Today I ran into a rather shocking situation while debugging some query relevancy issues in Watson Explorer AppBuilder. Another IBM Watson developer and I noticed that some results with a higher amount of matching terms in them were being ranked lower than some documents with fewer matches. This appears to be the opposite of what one would expect a search engine to do. These documents are not webpages so the WEX link analysis score doesn’t come into play here. Also, the contents were all weighted the same, 1, so there was nothing weird going on there.
This issue also made it painfully obvious that there are no good query debugging tools built into AppBuilder (come on IBM). The only way to debug this query was to head over the Watson Explorer engine and perform the same search against the same collection.
To demonstrate the issue I create 4 files on my local WEX development environment. All of the files just contain the words “Watson Explorer” multiple times, each on a separate line. Like this:
watson explorer
watson explorer
watson explorer
watson explorer
watson explorer
watson explorer
watson explorer
watson explorer
It made 4 files: 11.txt, 20.txt, 40.txt, and 8.txt. Each name refers to the number of times “Watson Explorer” is repeated. Then I executed a query, “Watson Explorer”, against the collection. You would expect them to be ranked from highest to lowest but take a look at what you get.
As you can see the file with “Watson explorer” 20 times is out ranking the file with it 40 times. Why is this? Well if we turn on debug mode we see that the matches are stopping after 10.

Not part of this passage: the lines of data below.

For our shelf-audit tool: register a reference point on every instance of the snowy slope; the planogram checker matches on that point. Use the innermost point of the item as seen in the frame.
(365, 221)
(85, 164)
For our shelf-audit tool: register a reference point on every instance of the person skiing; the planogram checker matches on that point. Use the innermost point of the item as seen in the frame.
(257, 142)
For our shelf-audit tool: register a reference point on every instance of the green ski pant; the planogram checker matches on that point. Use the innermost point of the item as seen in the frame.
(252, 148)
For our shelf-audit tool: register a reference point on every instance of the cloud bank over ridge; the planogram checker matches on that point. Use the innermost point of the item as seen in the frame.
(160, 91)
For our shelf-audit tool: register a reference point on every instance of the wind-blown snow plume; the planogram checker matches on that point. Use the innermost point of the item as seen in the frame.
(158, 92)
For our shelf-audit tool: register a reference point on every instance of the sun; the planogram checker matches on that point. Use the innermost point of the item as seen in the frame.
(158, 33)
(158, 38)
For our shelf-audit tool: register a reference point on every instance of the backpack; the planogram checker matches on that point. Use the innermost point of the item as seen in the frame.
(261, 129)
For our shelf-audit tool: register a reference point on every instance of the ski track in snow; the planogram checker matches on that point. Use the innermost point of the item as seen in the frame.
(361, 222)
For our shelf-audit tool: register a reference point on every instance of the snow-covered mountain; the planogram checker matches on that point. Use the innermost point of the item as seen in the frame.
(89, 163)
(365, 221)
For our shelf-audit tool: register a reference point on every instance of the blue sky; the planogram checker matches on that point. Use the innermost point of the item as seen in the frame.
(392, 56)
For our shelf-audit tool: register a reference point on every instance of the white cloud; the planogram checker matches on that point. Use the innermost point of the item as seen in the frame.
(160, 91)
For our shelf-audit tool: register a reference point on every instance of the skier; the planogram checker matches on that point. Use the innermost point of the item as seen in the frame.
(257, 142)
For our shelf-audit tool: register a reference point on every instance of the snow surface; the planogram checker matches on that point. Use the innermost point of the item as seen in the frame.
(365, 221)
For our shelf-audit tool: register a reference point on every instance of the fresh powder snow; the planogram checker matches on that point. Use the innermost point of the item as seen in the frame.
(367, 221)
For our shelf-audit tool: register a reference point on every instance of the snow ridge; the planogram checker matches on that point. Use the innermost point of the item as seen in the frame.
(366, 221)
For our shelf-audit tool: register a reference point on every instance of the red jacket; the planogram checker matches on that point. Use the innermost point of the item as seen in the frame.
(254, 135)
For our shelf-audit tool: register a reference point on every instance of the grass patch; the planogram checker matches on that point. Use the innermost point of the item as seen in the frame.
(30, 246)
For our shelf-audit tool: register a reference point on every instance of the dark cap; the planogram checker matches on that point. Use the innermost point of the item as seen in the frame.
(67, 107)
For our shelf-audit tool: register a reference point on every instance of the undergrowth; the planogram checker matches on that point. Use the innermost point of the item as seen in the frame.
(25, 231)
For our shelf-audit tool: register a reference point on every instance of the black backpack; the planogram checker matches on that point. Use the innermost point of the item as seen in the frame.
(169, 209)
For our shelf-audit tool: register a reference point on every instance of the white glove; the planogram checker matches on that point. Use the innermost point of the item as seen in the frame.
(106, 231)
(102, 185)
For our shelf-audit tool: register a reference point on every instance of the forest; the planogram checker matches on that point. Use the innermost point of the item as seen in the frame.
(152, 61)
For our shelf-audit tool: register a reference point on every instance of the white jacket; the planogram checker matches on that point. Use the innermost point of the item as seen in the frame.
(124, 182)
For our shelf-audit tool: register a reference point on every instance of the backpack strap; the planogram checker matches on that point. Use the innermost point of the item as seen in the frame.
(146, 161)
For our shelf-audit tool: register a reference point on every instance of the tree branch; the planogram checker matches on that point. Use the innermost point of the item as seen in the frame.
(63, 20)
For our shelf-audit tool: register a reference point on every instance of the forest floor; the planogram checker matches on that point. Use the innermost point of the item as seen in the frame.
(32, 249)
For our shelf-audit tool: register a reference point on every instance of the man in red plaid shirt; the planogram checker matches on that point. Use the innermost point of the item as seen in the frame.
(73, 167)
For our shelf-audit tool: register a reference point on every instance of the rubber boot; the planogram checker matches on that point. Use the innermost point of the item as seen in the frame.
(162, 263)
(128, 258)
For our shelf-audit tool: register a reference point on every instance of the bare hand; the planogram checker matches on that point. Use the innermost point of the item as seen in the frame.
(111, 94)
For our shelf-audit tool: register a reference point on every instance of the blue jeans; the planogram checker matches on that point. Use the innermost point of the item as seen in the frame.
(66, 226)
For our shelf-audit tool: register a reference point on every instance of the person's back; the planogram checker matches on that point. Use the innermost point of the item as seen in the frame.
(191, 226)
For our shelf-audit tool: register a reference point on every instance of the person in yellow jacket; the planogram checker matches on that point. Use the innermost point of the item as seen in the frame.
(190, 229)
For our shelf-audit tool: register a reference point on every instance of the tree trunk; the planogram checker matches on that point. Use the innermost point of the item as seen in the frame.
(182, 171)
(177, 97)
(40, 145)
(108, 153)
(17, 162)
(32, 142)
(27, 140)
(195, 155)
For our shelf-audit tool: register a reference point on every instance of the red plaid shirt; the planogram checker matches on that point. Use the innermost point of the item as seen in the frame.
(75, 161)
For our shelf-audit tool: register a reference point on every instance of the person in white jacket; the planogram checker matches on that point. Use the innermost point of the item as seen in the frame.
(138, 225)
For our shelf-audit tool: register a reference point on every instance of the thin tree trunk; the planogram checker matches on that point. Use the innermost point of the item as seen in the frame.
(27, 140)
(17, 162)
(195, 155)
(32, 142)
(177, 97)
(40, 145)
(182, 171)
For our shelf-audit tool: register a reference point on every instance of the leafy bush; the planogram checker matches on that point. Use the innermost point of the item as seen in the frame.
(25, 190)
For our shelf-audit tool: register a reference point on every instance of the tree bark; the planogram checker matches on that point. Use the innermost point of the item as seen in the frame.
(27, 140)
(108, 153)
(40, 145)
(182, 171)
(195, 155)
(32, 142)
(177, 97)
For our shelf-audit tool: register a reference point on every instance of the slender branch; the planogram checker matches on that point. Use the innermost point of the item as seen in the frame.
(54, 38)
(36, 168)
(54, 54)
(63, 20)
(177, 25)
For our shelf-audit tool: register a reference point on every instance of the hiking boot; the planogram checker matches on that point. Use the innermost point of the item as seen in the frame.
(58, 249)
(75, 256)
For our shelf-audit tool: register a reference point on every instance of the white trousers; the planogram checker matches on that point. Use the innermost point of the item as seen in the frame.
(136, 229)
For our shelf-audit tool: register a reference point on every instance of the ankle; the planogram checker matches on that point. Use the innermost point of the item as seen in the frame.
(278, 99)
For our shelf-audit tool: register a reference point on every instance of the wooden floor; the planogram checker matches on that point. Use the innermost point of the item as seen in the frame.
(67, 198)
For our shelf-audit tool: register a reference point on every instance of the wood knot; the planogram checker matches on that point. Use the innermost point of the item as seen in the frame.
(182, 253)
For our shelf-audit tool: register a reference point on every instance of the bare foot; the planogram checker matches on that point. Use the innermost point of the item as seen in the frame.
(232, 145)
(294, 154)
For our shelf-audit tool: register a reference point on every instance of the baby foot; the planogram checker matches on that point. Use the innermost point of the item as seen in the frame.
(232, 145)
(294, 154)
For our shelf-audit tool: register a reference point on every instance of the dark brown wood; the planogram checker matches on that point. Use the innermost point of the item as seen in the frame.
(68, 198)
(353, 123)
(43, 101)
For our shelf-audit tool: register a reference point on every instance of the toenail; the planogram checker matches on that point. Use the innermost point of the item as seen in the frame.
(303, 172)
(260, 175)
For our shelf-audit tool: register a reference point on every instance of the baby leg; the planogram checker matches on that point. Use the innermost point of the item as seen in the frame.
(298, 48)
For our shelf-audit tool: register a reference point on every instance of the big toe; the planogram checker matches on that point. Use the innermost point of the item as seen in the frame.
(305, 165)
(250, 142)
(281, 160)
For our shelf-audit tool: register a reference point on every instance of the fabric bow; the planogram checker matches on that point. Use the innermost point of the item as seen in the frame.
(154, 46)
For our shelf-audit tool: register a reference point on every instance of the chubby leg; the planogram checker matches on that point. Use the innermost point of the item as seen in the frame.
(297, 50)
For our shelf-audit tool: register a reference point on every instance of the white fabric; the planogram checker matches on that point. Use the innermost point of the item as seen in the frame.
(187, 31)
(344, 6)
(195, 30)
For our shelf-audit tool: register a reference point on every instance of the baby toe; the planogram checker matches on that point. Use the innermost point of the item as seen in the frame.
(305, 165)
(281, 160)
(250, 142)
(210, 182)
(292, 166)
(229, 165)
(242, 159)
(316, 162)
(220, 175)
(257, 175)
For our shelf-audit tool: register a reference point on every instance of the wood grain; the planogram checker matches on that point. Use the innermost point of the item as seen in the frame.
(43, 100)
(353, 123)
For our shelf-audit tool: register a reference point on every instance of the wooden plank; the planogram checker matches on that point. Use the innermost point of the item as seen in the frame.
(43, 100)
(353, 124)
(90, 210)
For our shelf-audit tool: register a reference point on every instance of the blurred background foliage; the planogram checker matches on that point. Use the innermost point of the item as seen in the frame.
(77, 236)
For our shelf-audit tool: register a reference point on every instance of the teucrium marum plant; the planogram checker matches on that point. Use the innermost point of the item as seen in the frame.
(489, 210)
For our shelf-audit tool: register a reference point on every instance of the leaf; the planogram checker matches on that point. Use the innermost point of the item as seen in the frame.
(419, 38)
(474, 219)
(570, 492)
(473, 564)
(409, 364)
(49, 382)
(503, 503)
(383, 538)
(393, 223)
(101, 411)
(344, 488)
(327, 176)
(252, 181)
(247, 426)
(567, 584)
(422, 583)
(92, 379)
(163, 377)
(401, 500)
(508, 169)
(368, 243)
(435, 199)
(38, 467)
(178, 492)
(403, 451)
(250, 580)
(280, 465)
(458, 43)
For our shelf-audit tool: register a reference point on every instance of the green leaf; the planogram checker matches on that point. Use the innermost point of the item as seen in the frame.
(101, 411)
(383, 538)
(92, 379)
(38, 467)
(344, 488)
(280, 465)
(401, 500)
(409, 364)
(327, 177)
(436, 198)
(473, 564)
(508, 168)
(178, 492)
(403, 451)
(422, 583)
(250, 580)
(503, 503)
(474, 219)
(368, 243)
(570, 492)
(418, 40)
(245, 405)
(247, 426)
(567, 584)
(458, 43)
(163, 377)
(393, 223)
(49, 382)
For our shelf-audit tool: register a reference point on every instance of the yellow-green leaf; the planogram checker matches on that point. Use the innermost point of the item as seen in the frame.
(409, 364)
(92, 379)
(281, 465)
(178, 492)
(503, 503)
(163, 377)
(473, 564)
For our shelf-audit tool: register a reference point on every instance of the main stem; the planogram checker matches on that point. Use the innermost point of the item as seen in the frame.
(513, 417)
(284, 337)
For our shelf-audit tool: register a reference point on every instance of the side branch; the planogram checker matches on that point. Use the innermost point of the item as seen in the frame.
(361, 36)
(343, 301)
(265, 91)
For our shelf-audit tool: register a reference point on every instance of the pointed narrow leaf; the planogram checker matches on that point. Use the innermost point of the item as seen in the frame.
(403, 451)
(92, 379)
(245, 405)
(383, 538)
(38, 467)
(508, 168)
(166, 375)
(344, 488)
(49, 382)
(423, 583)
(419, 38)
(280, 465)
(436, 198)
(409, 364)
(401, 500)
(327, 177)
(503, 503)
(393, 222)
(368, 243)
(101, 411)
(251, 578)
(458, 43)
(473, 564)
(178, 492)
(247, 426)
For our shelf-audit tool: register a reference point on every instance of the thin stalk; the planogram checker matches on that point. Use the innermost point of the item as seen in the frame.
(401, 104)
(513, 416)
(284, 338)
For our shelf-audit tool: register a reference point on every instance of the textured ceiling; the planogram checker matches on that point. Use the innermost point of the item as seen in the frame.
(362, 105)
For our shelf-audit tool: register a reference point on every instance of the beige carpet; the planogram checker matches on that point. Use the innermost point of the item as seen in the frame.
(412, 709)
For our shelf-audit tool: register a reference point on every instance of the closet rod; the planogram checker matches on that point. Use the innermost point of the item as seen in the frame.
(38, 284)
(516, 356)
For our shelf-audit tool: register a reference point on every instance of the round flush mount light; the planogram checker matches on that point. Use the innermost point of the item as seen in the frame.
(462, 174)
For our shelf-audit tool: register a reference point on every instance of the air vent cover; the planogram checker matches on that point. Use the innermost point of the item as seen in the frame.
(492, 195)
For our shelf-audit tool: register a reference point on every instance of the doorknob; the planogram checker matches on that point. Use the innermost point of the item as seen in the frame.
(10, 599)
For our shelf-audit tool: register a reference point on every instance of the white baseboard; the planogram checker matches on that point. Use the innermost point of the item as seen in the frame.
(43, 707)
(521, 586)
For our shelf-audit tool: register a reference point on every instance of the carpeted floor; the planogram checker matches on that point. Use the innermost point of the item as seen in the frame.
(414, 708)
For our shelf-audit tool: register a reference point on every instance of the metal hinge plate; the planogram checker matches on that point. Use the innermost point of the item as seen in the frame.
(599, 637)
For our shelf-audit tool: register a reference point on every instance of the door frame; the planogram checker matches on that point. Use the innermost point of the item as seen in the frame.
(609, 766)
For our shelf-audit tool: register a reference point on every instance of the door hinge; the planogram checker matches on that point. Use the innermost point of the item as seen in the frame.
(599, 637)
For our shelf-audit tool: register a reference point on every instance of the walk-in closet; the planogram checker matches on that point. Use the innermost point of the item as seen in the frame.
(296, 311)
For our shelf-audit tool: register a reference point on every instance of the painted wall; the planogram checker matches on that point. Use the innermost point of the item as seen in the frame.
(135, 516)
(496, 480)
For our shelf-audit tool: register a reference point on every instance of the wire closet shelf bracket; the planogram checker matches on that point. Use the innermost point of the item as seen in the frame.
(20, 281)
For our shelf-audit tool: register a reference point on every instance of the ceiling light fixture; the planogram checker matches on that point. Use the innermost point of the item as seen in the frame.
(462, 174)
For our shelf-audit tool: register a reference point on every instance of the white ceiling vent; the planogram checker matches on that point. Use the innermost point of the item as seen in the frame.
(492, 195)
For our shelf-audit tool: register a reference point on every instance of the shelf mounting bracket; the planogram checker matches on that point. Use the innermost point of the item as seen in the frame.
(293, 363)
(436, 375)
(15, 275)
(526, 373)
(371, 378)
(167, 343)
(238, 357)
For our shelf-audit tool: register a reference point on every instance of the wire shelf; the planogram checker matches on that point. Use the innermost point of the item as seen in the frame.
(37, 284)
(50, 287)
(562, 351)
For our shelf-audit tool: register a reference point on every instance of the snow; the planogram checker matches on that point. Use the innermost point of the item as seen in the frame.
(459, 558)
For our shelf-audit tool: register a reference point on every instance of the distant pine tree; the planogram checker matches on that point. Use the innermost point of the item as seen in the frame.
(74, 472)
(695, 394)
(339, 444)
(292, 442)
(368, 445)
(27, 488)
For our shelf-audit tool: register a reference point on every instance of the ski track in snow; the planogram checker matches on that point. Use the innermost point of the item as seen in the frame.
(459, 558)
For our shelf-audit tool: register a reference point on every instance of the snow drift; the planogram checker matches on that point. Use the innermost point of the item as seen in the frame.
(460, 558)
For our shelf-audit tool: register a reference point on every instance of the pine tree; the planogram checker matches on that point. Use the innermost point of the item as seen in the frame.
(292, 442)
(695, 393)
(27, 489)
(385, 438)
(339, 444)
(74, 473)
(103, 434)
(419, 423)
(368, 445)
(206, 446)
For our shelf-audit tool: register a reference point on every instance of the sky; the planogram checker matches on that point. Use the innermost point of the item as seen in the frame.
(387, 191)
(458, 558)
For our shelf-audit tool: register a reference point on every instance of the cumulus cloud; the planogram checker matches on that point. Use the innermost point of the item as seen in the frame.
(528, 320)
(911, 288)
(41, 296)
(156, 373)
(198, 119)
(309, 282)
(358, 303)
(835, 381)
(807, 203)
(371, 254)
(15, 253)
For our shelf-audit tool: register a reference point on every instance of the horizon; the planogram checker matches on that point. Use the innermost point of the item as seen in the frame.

This is the same for the first 3 results. You will also notice that the relevancy score is 1.99805 for the 3 documents. The last document has a different score and is ranked correctly because it contains less than 10 matches.
So this means that WEX is only taking into consideration the first 10 instances of a match in it’s relevancy algorithm. After some digging through the configuration we found settings that limit this. On your collection go to configuration > searching > advanced and note the setting for “# ranking passages”.
As you can see it’s set to a default of 10. This is why our debug mode matches are cut off after the 0-9. If we increase this to 50 our documents will now rank in the correct order. note: you have to update the setting then restart the indexer for your collection.
Now if I perform the same search we should see the documents listed in largest to smallest number of matches (as seen in the titles). Also if you were to turn on debug mode you would see the 40 matches in the first result.
Some things to think about. I believe IBM has set this options so low for performance reasons, but I also think that 10 is way too low for the relevancy algorithms to work properly. You want to do some testing if you increase this too much for extremely large documents with a ton of matches in them. For example, if you increase the setting to 1000 it might take a very long time to return the query results.